Ectodermal dysplasia (ED) consists of rare genetic disorders in which it is mainly characterized by abnormalities of tissues derived mainly from the ectoderm, sometimes tissues of mesodermal origin. It has a frequency of one in 17,000 births, mainly males.
Objective: To analyze the literature on ectodermal dysplasia and its application in dentistry. To investigate information on etiology, genetics, general and oral manifestations, and its treatment.
Methodology: A research search was carried out in PubMed, PMC and Google Scholar with the words ¨ectodermal dysplasia¨, ¨genetics¨, ¨oral manifestations¨, ¨treatment¨ and ¨clinical manifestations¨.
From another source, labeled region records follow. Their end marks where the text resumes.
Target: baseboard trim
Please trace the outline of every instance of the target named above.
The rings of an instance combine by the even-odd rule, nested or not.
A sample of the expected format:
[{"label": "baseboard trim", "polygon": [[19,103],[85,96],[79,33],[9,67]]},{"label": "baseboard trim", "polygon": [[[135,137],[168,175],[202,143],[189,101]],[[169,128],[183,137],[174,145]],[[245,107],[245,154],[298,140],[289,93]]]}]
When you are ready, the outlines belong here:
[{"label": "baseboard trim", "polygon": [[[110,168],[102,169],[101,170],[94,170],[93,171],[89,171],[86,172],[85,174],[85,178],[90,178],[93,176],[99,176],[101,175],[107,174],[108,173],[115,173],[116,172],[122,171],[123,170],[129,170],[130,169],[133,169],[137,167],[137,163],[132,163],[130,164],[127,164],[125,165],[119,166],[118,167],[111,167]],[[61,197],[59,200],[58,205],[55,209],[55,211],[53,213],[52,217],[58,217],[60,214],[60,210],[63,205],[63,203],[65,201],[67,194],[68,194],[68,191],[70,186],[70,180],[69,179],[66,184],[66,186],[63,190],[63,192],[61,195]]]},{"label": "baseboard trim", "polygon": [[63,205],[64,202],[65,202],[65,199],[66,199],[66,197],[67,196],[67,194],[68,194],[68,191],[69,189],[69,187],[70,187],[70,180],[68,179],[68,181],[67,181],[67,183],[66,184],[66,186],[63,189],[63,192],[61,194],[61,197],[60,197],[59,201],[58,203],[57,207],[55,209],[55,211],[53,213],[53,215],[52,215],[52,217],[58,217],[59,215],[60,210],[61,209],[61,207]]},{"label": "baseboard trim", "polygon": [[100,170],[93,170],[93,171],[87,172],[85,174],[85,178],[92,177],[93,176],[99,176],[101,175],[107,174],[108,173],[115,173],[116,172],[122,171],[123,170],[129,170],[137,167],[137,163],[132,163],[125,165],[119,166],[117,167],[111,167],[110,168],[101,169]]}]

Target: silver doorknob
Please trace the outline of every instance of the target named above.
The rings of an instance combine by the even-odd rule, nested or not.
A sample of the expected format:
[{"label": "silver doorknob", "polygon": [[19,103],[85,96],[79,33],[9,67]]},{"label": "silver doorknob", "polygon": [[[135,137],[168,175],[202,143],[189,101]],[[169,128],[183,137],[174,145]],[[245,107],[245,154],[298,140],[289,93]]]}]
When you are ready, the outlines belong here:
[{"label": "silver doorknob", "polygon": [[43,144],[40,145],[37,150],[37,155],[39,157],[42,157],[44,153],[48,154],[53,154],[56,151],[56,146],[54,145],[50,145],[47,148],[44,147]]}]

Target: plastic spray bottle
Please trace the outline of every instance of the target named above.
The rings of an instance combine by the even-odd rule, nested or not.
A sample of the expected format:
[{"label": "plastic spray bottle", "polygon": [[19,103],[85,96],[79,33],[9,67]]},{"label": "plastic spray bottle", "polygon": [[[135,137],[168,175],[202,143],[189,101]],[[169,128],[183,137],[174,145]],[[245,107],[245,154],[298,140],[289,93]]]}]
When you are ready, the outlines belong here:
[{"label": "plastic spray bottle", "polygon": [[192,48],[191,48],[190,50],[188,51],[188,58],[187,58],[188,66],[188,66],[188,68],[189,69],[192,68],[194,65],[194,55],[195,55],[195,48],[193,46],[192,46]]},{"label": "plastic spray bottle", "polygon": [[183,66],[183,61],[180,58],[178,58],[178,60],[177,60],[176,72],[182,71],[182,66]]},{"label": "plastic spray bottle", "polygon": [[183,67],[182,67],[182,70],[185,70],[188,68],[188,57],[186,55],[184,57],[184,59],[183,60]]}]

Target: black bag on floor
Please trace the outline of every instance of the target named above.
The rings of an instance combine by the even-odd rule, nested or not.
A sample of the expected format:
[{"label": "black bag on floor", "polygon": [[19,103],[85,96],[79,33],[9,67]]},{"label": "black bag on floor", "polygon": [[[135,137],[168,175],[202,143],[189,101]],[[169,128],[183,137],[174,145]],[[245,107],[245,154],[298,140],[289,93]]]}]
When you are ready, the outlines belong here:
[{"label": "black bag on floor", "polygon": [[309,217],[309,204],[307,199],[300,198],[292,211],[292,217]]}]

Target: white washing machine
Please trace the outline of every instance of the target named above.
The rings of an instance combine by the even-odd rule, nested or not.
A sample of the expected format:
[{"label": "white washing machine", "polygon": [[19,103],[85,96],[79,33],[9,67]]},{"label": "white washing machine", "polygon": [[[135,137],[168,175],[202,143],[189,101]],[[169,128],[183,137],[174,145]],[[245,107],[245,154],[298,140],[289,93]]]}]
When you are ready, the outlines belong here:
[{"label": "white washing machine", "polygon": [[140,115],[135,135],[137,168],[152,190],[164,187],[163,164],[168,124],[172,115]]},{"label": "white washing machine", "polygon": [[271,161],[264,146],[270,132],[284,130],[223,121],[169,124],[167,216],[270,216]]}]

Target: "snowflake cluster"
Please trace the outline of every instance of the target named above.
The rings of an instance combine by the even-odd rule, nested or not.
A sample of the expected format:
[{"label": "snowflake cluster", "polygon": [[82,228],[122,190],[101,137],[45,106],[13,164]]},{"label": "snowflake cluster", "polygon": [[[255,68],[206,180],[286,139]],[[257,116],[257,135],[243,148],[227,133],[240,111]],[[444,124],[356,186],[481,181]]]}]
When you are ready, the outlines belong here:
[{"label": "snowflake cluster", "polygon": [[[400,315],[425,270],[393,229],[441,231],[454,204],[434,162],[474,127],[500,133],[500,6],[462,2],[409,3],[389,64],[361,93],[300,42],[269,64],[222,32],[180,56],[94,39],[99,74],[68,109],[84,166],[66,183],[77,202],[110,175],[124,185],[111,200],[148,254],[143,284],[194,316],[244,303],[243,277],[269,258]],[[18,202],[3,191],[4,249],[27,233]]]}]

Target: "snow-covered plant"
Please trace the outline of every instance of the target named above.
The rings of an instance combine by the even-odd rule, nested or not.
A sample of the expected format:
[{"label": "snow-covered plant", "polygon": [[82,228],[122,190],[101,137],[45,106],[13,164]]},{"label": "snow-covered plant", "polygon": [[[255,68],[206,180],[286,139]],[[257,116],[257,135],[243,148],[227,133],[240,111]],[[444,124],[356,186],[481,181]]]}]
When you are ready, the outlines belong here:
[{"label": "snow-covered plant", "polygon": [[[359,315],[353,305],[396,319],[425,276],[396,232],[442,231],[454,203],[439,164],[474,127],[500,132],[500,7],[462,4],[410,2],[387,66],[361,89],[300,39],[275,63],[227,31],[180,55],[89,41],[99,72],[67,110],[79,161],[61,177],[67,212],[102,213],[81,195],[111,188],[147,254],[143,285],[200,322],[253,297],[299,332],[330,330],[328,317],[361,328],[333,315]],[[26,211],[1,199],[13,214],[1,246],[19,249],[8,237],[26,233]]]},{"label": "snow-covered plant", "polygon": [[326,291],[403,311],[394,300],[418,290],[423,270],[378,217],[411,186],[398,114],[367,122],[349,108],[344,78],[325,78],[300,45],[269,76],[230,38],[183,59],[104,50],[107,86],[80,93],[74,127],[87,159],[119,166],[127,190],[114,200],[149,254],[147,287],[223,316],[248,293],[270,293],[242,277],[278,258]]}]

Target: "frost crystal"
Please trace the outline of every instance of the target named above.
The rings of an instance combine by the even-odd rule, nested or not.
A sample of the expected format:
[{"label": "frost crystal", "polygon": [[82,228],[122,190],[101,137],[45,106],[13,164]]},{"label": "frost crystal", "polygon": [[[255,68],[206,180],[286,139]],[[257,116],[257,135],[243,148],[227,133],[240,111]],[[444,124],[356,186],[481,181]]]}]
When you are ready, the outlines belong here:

Results: The factor of ED was found to be of genetic origin. The mutations are X-linked. The most affected structures are the skin, hair and nails; this is due to its ectodermal origin. The oral manifestations can appear in the shape of the teeth, size, number of teeth present and can even affect the normal development of the alveolar ridge. The use of removable prosthesis and the placement of implants are the most applied treatments to improve the conditions of the patients.
Conclusions: The most affected structures are those of ectodermal origin; while in the oral cavity we can present a partial absence of the dentition, together with alterations of the alveolar bone structures and even patients can come to suffer from cleft palate and cleft lip. There is no specific treatment, but to treat the affections presented by means of implants and prosthesis.